When I first arrived in Bali in 2008, managing a dive centre in the East we set guidelines for divers at Crystal Bay:
a minimum of 50 logged dives
experience in deep and drift diving
and to have dived within the last 6 months
This was our attempt at weeding out the unsuitable divers. However, we probably lost more divers than we won, most who were deemed too inexperienced for CB just went off and dived with someone else, mostly our neighbours, and we lost a lot of business that year.
I personally have had one DM tourist guest hanging on my BC on a safety stop with his fins on the surface, unable to stay down and risking his feet to the boat propellers. Looking at his qualifications and experience level, he was a suitable diver for the site, however, once he was in the water that was another story.
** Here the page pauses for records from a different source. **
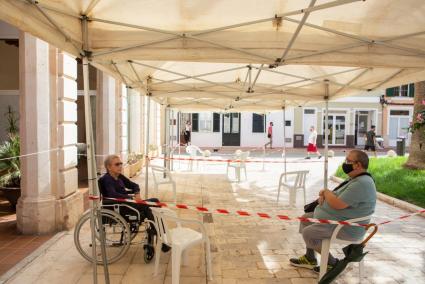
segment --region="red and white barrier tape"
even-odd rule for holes
[[[242,160],[235,160],[235,159],[205,159],[205,158],[199,158],[199,159],[193,159],[193,158],[164,158],[164,157],[156,157],[156,159],[160,160],[180,160],[180,161],[204,161],[204,162],[222,162],[222,163],[240,163]],[[150,159],[151,160],[151,159]],[[245,160],[245,163],[266,163],[266,164],[283,164],[285,163],[284,160],[277,160],[277,161],[266,161],[266,160]],[[303,164],[303,163],[322,163],[323,161],[286,161],[287,164]]]
[[[99,196],[89,196],[90,200],[99,200]],[[358,223],[350,223],[346,221],[335,221],[335,220],[326,220],[326,219],[315,219],[315,218],[305,218],[305,217],[290,217],[287,215],[272,215],[268,213],[262,213],[262,212],[248,212],[244,210],[237,210],[237,211],[231,211],[227,209],[208,209],[203,206],[193,206],[193,205],[186,205],[186,204],[174,204],[174,203],[164,203],[164,202],[151,202],[146,200],[134,200],[134,199],[124,199],[124,198],[104,198],[108,200],[114,200],[118,202],[128,202],[128,203],[136,203],[136,204],[145,204],[145,205],[151,205],[151,206],[160,206],[160,207],[168,207],[168,208],[175,208],[175,209],[187,209],[187,210],[193,210],[200,213],[212,213],[212,214],[219,214],[219,215],[235,215],[240,217],[260,217],[263,219],[278,219],[278,220],[285,220],[285,221],[296,221],[296,222],[310,222],[310,223],[319,223],[319,224],[334,224],[334,225],[345,225],[345,226],[352,226],[352,227],[366,227],[367,225],[364,224],[358,224]],[[406,219],[409,217],[412,217],[414,215],[419,215],[425,213],[424,210],[419,210],[415,213],[411,213],[408,215],[400,216],[391,220],[387,220],[381,223],[378,223],[377,225],[384,225],[388,224],[397,220]]]

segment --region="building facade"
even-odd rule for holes
[[[385,147],[395,147],[399,137],[410,144],[408,131],[413,117],[414,84],[329,101],[329,145],[331,147],[363,147],[365,134],[372,125],[384,139]],[[273,146],[283,146],[283,111],[258,113],[183,113],[182,130],[192,124],[194,145],[200,147],[262,147],[268,142],[267,126],[273,122]],[[315,126],[318,145],[323,147],[325,103],[287,107],[285,110],[286,146],[307,146],[309,129]],[[182,139],[183,140],[183,139]]]

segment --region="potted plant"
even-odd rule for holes
[[[0,191],[15,209],[21,196],[21,170],[19,158],[20,141],[18,118],[12,107],[8,107],[7,116],[9,139],[0,145]]]
[[[130,177],[134,177],[137,174],[137,158],[136,158],[136,154],[134,153],[130,153],[128,154],[128,159],[127,159],[127,163],[130,167]]]
[[[0,191],[13,208],[21,196],[21,170],[19,158],[13,158],[16,156],[19,156],[19,136],[9,135],[9,140],[0,146]]]

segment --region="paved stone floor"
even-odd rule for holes
[[[273,158],[270,158],[273,160]],[[288,171],[309,169],[307,199],[312,200],[322,188],[323,164],[313,159],[289,158]],[[330,160],[334,172],[342,157]],[[160,163],[160,161],[159,161]],[[179,163],[174,164],[178,168]],[[181,170],[173,173],[177,181],[178,201],[210,208],[244,209],[298,216],[302,213],[302,194],[297,208],[287,207],[288,194],[283,192],[276,203],[277,182],[282,164],[248,165],[248,179],[240,183],[225,175],[223,163],[200,164],[198,172]],[[137,177],[143,184],[143,177]],[[335,184],[330,184],[330,187]],[[156,194],[150,194],[152,196]],[[160,187],[160,199],[170,201],[171,189]],[[195,212],[180,210],[180,216],[207,220]],[[378,202],[375,221],[405,214],[402,210]],[[190,251],[189,265],[182,266],[180,283],[317,283],[317,276],[306,269],[289,266],[290,257],[304,253],[297,233],[298,224],[251,217],[213,215],[205,222],[212,243],[214,280],[207,281],[205,256],[199,246]],[[412,217],[404,222],[382,226],[369,242],[365,260],[367,278],[363,283],[425,283],[425,219]],[[341,255],[341,247],[332,251]],[[102,273],[102,268],[99,267]],[[140,245],[132,245],[126,256],[109,267],[111,283],[171,283],[170,253],[162,253],[160,274],[152,276],[153,263],[143,262]],[[92,283],[91,265],[76,251],[73,232],[67,232],[34,261],[24,267],[9,283]],[[357,265],[350,265],[336,283],[357,283]],[[100,275],[99,278],[102,278]],[[100,283],[103,283],[100,281]]]

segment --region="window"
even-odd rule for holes
[[[213,132],[220,132],[220,114],[213,114]]]
[[[199,130],[199,113],[192,113],[192,132],[198,132]]]
[[[211,112],[201,112],[199,114],[199,132],[213,131],[213,114]]]
[[[390,110],[390,115],[404,115],[404,116],[409,116],[409,111],[408,110]]]
[[[305,109],[304,114],[314,114],[315,113],[314,111],[315,111],[314,109]]]
[[[387,97],[411,97],[415,95],[415,84],[402,85],[394,88],[388,88],[385,91]]]
[[[285,126],[291,126],[291,121],[290,120],[285,120]]]
[[[266,129],[266,115],[265,114],[252,114],[252,132],[264,133]]]

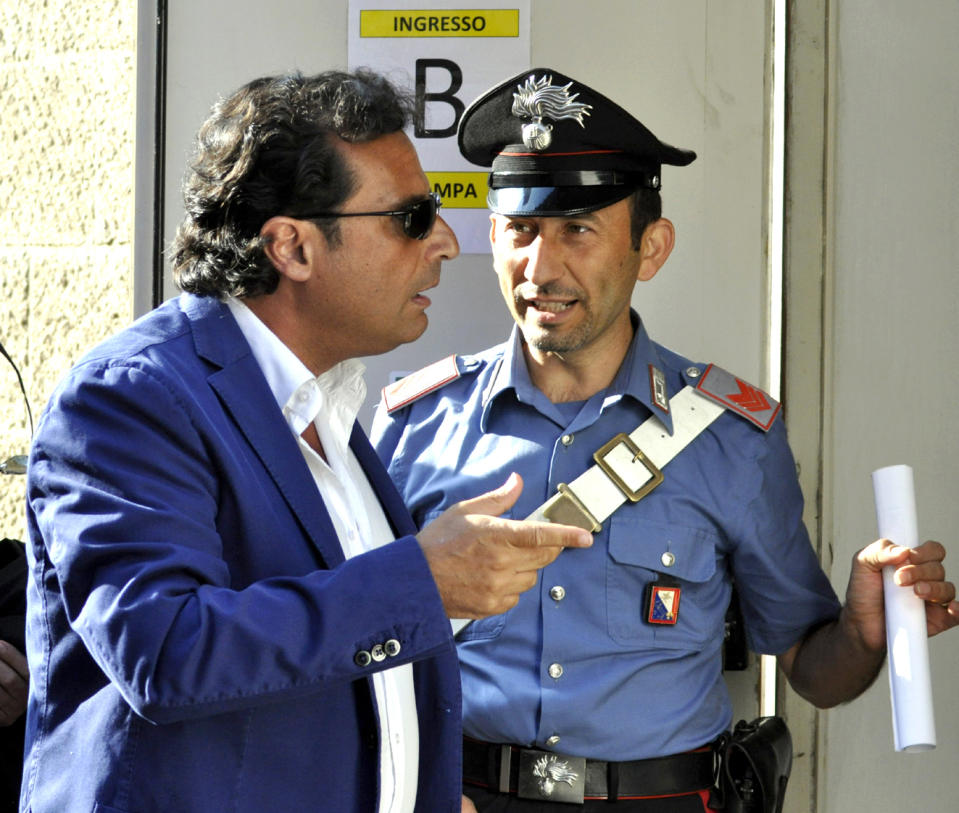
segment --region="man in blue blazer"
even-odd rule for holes
[[[415,535],[355,423],[353,359],[422,334],[458,252],[410,110],[367,72],[219,103],[173,247],[184,293],[53,394],[22,810],[460,810],[449,618],[503,612],[589,535],[499,519],[515,477]]]

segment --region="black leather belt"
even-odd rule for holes
[[[714,765],[710,746],[654,759],[605,762],[463,739],[463,782],[557,802],[697,793],[713,786]]]

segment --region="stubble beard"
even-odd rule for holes
[[[584,310],[584,318],[572,328],[530,323],[527,321],[529,309],[526,299],[520,294],[519,289],[516,289],[513,291],[513,310],[527,346],[543,353],[560,354],[571,353],[583,347],[592,333],[593,317],[582,292],[545,285],[539,293],[543,296],[561,294],[575,297],[578,307]]]
[[[587,311],[583,321],[568,332],[561,327],[532,325],[523,330],[523,338],[529,347],[542,353],[572,353],[587,344],[592,330],[593,320]]]

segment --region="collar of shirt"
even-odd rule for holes
[[[635,398],[655,415],[671,435],[673,433],[672,417],[655,406],[653,384],[650,368],[663,369],[656,345],[653,344],[646,328],[636,311],[630,311],[633,322],[633,340],[626,351],[623,363],[620,365],[612,383],[602,392],[593,396],[597,401],[597,413],[602,412],[608,405],[615,403],[623,396]],[[513,325],[513,331],[504,346],[499,366],[493,373],[483,403],[483,412],[480,416],[480,426],[486,432],[491,420],[490,413],[496,400],[507,391],[512,391],[517,400],[529,404],[544,415],[550,416],[555,412],[549,399],[533,384],[526,366],[526,356],[523,354],[523,338],[519,328]],[[668,393],[671,397],[673,393]],[[590,399],[592,401],[593,399]],[[556,413],[558,415],[558,413]],[[631,427],[630,430],[635,427]],[[627,431],[627,430],[624,430]]]
[[[259,364],[266,382],[294,435],[322,415],[337,446],[344,454],[356,416],[366,398],[361,361],[348,359],[314,376],[279,337],[244,302],[227,299],[233,314]]]

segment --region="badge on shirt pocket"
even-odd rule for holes
[[[660,575],[646,585],[643,595],[643,620],[647,624],[674,625],[679,620],[682,588],[669,576]]]

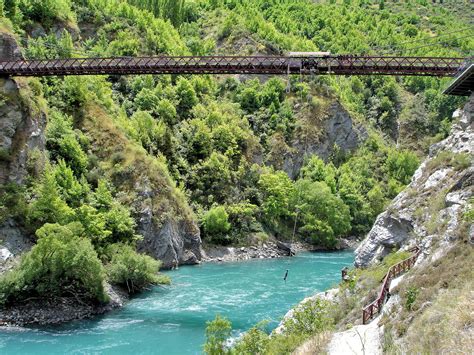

Unfortunately, a lot of dive books on the market, still promote CB as the ideal place for a Mola2 encounter, so divers will not be talked into another site, even if it has less boat traffic, less current, and longer time with the Mola2.
So, although fingers are being pointed both ways, at divers
and at dive operators, it has to come down to the customer needing to consider whether they, personally, are ready for a guerilla dive, so that if it all goes t*ts up, never mind whether your friend wants to do this dive, can they self-rescue, do they carry an SMB in case they get swept away (and do they know how to deploy it), are they fit enough to swim against a strong current (a lot of divers can't even fin properly), and did they listen to the dive briefing which starts with ""'people die here"""??
We're in the middle of crazy season now in Bali, with many divers wanting to head over to see the Mola2, and it's such a shame that we have had so many accidents this year, but hopefully the bad press will help to encourage the authorities to act before divers stop coming to Bali altogether.